I am not a Christian per se, but I do have faith. A great deal of it. It’s what was earned making my way through life’s really evil events. There’s nothing personal in them. The Good Lord- whoever that may be -didn’t wake up this morning with an eye towards making my life miserable. Nor is it His or Her job to worry about how I feel about today’s hurricane or the house fire or the death of a beloved dog or a parent’s cancer. Life is just life. I believe that faith comes from our ability to embrace every single living bit of it as our own.
Then, how we use that to be of service ends up being grace.
To this pastor’s card, I agree wholeheartedly with this part of it: every single thing that has tossed me around like a gnat in a tornado has taught me compassion, empathy, patience and forgiveness. From that place of deep experience I hear those who are similarly hurting. Without my own high drama, I am useless to those who need comfort, understanding and the safe, quiet place of permission to be in pain. For example, as my friend Sonja suffers through the slow, agonizing process of her elderly mother’s dying, I know precisely how that feels. When a friend confides that she has eating disorders, I know precisely how that feels. Any woman who has been sexually abused, I know precisely how that feels. These things allow us to weave connective tissue within the human experience. There is immense grace in being present, without trying to fix someone else’s journey for them. We must all carry our own water. But it is ever so much easier when someone who has walked a similar path looks at us and understands. We aren’t alone. And that in and of itself is a gift beyond measure.

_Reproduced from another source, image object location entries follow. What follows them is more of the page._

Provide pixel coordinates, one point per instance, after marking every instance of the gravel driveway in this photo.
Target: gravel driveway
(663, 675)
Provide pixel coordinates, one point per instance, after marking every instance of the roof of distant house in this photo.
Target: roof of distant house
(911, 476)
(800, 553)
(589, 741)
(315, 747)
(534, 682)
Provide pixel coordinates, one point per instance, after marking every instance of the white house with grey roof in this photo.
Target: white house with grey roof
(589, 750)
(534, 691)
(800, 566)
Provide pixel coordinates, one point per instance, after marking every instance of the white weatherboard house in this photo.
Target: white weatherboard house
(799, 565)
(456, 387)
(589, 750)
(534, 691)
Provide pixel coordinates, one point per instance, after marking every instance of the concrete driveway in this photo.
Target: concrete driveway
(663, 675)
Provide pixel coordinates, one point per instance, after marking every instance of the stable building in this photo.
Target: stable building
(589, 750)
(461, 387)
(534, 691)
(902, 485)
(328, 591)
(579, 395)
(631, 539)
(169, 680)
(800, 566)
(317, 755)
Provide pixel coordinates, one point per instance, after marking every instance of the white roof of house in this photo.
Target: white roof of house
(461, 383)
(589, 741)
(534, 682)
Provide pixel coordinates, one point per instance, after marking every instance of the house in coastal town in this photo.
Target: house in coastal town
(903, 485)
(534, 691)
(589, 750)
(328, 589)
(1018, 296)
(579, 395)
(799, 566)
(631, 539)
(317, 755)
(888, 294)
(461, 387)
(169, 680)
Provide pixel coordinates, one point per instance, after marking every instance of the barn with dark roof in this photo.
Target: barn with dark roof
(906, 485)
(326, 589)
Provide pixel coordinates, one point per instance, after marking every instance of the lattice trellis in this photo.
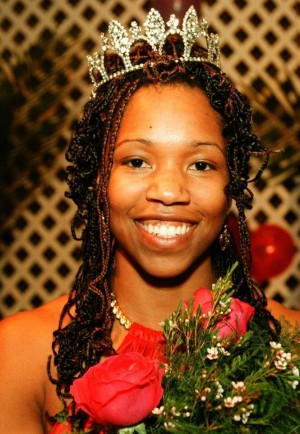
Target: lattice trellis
(260, 46)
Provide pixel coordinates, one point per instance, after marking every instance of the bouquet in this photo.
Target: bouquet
(216, 376)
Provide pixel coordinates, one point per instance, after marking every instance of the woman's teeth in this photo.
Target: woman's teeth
(166, 231)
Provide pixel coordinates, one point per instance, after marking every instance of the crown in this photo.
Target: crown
(156, 31)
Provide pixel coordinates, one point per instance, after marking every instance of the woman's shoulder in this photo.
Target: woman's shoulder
(25, 342)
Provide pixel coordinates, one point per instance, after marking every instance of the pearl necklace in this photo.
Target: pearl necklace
(116, 310)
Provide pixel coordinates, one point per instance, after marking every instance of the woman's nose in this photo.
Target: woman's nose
(168, 187)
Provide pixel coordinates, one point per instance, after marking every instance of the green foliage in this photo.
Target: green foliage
(246, 386)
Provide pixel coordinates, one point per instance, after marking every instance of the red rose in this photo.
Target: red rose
(120, 391)
(236, 322)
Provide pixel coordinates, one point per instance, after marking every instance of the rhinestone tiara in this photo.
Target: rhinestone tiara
(156, 31)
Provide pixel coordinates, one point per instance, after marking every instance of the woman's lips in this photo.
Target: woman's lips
(166, 229)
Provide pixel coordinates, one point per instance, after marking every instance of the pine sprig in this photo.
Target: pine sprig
(214, 384)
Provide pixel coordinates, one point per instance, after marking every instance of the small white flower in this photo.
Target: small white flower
(239, 385)
(275, 345)
(294, 384)
(229, 402)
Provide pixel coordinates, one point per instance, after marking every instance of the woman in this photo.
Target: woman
(161, 152)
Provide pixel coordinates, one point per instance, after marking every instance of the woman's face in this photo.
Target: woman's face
(166, 189)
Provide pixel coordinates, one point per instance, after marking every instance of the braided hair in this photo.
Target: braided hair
(87, 337)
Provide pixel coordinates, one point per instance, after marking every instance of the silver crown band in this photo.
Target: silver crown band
(121, 42)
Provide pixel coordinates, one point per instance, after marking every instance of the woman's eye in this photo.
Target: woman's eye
(136, 163)
(201, 166)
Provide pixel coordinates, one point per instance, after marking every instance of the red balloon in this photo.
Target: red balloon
(273, 249)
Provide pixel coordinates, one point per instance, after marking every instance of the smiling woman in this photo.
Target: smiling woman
(170, 164)
(161, 152)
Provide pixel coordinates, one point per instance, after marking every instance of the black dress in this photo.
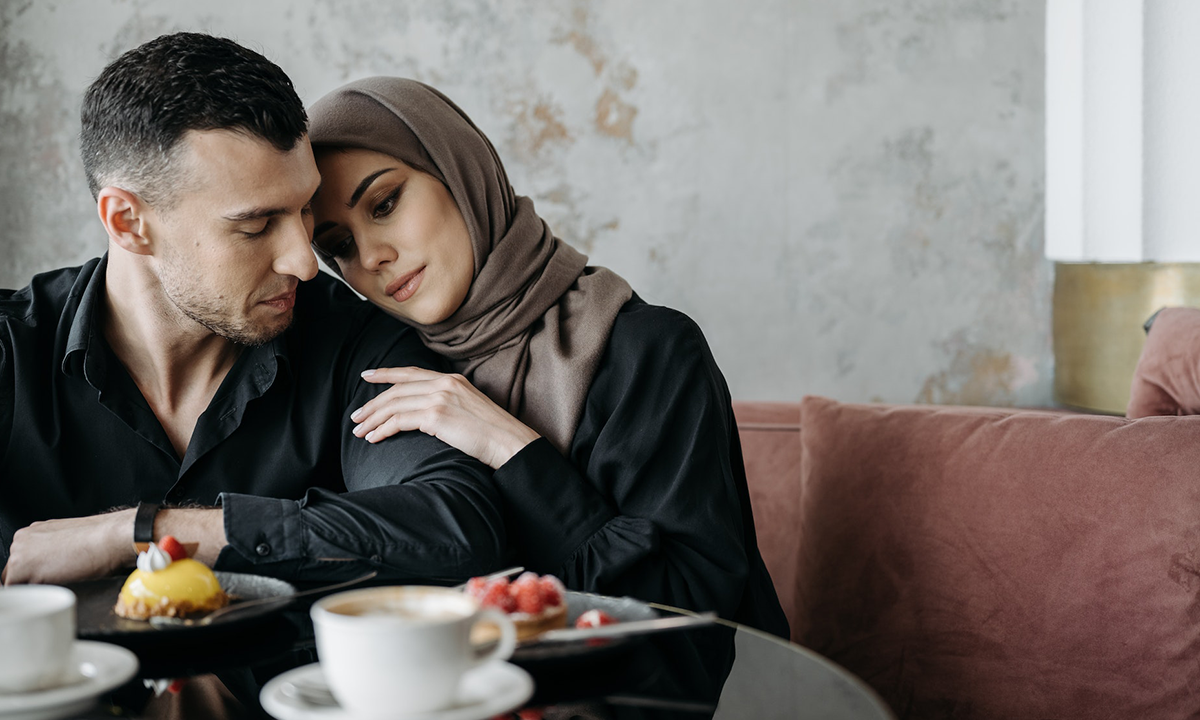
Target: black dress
(653, 501)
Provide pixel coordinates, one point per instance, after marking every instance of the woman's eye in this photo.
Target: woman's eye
(387, 205)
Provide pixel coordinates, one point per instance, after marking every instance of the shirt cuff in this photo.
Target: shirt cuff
(262, 532)
(551, 508)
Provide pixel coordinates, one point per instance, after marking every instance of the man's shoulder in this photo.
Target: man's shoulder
(46, 297)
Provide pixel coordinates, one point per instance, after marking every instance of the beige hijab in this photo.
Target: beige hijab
(537, 318)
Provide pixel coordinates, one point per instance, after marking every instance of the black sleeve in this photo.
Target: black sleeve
(415, 508)
(655, 514)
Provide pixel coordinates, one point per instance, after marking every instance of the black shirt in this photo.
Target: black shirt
(303, 497)
(653, 501)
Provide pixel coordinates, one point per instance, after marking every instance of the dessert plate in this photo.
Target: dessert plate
(96, 621)
(623, 609)
(100, 667)
(487, 690)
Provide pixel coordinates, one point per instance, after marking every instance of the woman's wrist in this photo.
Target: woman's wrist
(515, 443)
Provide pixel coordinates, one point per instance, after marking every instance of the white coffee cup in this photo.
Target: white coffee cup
(37, 627)
(396, 651)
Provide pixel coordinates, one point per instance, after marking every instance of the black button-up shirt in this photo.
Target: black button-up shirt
(303, 497)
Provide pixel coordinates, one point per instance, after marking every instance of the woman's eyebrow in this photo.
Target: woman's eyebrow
(363, 186)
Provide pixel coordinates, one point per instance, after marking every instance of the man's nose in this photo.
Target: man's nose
(295, 257)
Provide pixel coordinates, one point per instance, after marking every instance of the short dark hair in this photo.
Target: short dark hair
(142, 105)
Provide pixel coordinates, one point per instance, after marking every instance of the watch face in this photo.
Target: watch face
(143, 525)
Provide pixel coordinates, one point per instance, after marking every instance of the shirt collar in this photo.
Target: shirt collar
(87, 295)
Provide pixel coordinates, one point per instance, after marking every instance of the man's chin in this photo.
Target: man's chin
(259, 335)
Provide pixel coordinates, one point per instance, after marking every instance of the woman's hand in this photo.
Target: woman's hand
(444, 406)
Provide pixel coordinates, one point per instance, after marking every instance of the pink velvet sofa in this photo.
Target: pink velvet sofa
(994, 563)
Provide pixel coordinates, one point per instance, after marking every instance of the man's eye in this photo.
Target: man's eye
(387, 205)
(259, 232)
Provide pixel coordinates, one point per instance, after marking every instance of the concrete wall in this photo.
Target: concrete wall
(846, 195)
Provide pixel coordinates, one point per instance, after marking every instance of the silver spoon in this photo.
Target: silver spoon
(492, 576)
(167, 622)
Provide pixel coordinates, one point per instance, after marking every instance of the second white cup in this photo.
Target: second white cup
(396, 651)
(37, 627)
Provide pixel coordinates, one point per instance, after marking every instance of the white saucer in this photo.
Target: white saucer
(487, 690)
(100, 666)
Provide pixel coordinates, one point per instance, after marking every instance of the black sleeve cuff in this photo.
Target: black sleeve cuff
(262, 532)
(550, 508)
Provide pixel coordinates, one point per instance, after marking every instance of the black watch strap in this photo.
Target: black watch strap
(143, 526)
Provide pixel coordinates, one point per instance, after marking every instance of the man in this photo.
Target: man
(204, 360)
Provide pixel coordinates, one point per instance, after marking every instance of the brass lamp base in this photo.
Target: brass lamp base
(1098, 315)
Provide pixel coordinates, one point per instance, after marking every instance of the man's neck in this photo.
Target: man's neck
(175, 363)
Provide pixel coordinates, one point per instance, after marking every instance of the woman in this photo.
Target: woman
(606, 419)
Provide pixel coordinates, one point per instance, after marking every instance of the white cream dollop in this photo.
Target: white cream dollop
(153, 559)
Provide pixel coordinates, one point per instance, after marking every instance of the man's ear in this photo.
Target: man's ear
(124, 215)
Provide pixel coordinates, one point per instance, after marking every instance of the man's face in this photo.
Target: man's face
(232, 250)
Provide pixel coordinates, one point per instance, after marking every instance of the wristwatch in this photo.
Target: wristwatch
(143, 526)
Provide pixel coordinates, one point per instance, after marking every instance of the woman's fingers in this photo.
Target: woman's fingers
(421, 383)
(409, 389)
(382, 408)
(399, 375)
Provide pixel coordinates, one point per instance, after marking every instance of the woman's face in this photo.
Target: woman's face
(395, 232)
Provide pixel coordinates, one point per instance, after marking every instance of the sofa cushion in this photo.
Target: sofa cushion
(1167, 381)
(771, 448)
(990, 563)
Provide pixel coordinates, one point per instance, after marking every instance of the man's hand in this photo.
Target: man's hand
(59, 551)
(444, 406)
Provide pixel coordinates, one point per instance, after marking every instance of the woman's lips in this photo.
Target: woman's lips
(403, 287)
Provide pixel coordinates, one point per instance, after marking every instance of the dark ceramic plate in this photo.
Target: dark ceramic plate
(623, 609)
(96, 621)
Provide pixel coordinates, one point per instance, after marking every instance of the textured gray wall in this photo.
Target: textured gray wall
(846, 195)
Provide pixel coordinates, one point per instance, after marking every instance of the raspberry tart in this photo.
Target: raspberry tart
(167, 582)
(534, 603)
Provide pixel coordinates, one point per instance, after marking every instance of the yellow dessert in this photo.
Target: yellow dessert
(181, 588)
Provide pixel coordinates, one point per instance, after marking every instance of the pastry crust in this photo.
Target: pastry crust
(181, 609)
(528, 627)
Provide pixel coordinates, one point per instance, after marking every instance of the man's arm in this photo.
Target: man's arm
(101, 545)
(415, 508)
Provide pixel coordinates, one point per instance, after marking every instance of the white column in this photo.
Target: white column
(1171, 223)
(1095, 130)
(1065, 130)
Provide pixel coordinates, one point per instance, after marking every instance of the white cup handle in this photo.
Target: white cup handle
(508, 642)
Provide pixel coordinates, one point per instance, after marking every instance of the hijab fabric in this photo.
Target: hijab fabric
(537, 318)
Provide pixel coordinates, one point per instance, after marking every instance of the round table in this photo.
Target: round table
(721, 670)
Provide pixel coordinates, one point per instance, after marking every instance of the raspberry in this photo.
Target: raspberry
(594, 618)
(173, 547)
(528, 597)
(497, 595)
(526, 577)
(475, 587)
(551, 591)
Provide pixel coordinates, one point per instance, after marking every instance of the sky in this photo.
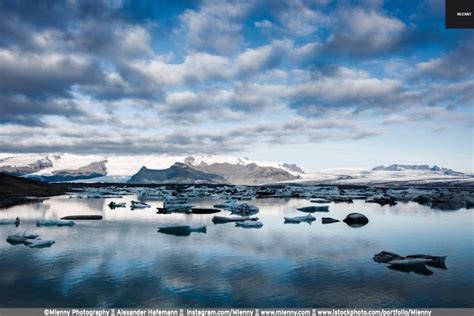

High drama has a place. It’s our finest teacher. No other experience conveys wisdom, emotional maturity or faith the way horrific life events do. In that way those events are absolutely necessary. Without them we can’t grow, experience ourselves as powerful even through our roughest times, and ultimately make ourselves useful to others who are entering the same terrifyingly dark tunnels we have already walked.
It’s not about you. Never was. It’s about earning grace. Developing faith. Finding a way to be useful to those who need us, and many do. To me, that’s sacred work. In any religion, that, it seems, is the whole point.